[MUD-Dev] Re: TECH: Distributed Muds

Bruce bruce at puremagic.com
Wed May 2 01:24:09 New Zealand Standard Time 2001


Kwon Ekstrom wrote:
> From: "Chris Gray" <cg at ami-cg.GraySage.COM>

>> In any case, do you really want to have no limit on softcode
>> execution?  No matter how many threads you give to your execution
>> system, if the bad softcode is hit enough, you are still in
>> trouble.
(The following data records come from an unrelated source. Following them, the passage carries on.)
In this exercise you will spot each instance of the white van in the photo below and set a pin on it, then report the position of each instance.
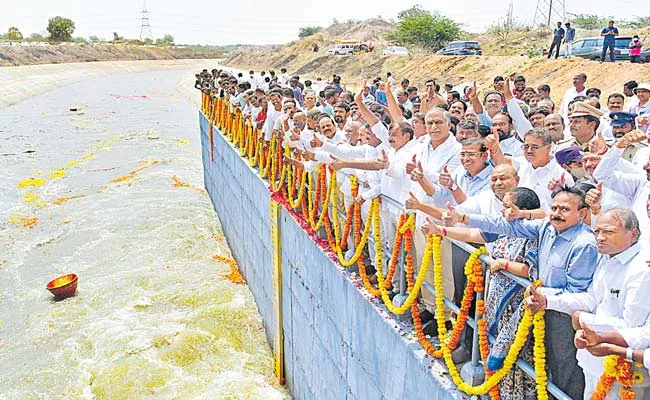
(344, 49)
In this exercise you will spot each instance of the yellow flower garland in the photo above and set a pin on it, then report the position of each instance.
(301, 190)
(412, 296)
(511, 358)
(328, 194)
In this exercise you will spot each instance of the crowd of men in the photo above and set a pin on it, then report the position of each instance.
(454, 155)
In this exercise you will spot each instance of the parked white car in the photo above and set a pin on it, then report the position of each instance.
(396, 51)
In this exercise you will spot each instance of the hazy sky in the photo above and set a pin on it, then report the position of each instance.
(270, 22)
Not only in the CPU usage, but possibly also in the memory
>> tied up and maybe even locks held.

> In the multi-threaded system, logging whenever softcode takes too
> much cpu time would be a better approach imho.  A timeout might
> work, but if you're in the middle of a delicate operation that
> modifies values that may be used by other computations, it could
> result in bad data being passed, and that IMHO would be worst than
> the cpu time.  Softcode's purpose is to allow parts of the game to
> be modified online, and bad code could be corrected somewhat easily
> (depending on circumstances of course)

Another approach here, and one that I'm working on employing myself,
is the use of things like CLOCK_PROCESS_CPUTIME_ID and
CLOCK_THREAD_CPUTIME_ID with clock_gettime(), if your OS supports
these things.  Linux with glibc 2.2 (not sure if there is a kernel
version requirement) supports those, while FreeBSD 4.2 and Solaris 7
don't appear to.  (Although, some of the same information is available
through getrusage() as well, which is older and much more widely
supported.)

I'm tying that into the task accounting code that is being added to
Cold to help with monitoring what's going on at a much lower level
within the driver.  (Think top-for-Cold.)  This'll likely be in the
next Genesis release, whenever that happens.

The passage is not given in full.